There are several causes for transient IO surges. Examples include: checkpoints, large queries, and other internal housekeeping activities. A log backup or transaction rollback can also severely degrade transaction processing because this breaks the normal pure sequential IO pattern. One common recommendation is offload large queries to a separate report server. But it is not possible to completely suppress IO surges from other activities. Brute force capability is necessary in the storage system regardless. Once the storage system is configured with brute force capability, it may also be possible to run large queries without degrading transactions. (Large queries on transaction processing servers should be controlled by setting the max degree of parallelism to 1 or perhaps no more than 1 out of 4 processors.)

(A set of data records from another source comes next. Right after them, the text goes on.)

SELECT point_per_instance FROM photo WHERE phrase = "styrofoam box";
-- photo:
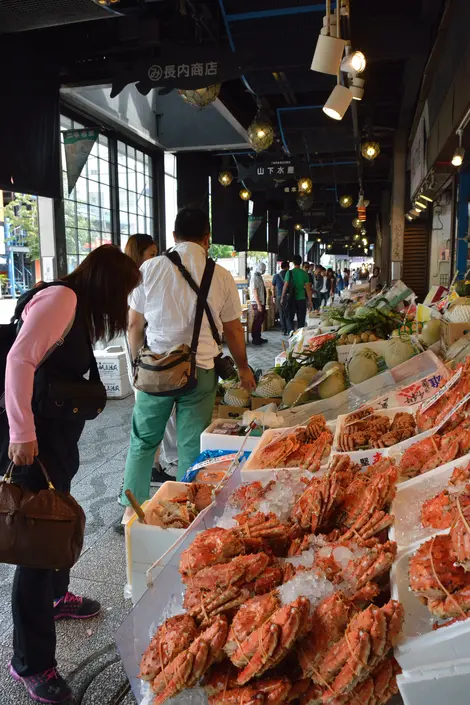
(216, 441)
(419, 644)
(146, 544)
(410, 497)
(365, 457)
(112, 363)
(252, 464)
(447, 683)
(118, 388)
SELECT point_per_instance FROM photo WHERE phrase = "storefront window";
(87, 209)
(171, 202)
(135, 192)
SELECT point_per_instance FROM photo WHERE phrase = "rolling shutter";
(416, 259)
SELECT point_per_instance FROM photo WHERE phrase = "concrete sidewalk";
(85, 649)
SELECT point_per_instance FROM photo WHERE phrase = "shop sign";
(78, 145)
(271, 171)
(181, 67)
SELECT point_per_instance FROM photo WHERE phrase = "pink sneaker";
(72, 606)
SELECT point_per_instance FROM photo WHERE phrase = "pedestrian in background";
(278, 285)
(258, 303)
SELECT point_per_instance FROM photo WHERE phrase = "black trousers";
(258, 319)
(34, 590)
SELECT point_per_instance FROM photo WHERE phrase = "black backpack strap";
(201, 302)
(176, 260)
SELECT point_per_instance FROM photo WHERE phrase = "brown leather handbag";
(39, 529)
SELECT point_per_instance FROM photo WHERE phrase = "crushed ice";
(306, 584)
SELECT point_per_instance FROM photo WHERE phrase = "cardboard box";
(451, 332)
(230, 412)
(257, 402)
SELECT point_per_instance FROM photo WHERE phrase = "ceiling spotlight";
(357, 88)
(260, 134)
(457, 159)
(370, 150)
(354, 61)
(201, 97)
(225, 178)
(345, 201)
(328, 54)
(305, 185)
(338, 102)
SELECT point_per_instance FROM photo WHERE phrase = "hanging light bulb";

The key to preventing transaction processing disruptions in the IO subsystem is maintaining low latency reads from data files and very low latency writes to the log file, both of which are necessary to complete transactions. Even if the entire database resides in memory, a large query requiring temporary workspace could cause data to be flushed out of the buffer cache, requiring reads for subsequent queries. Writes to data are not required to complete a query as this is handled by the lazy writer. Reads from log should only occur during transaction log backups and possibly from a very large transaction rollback, which should not occur in properly designed transaction server during busy hours.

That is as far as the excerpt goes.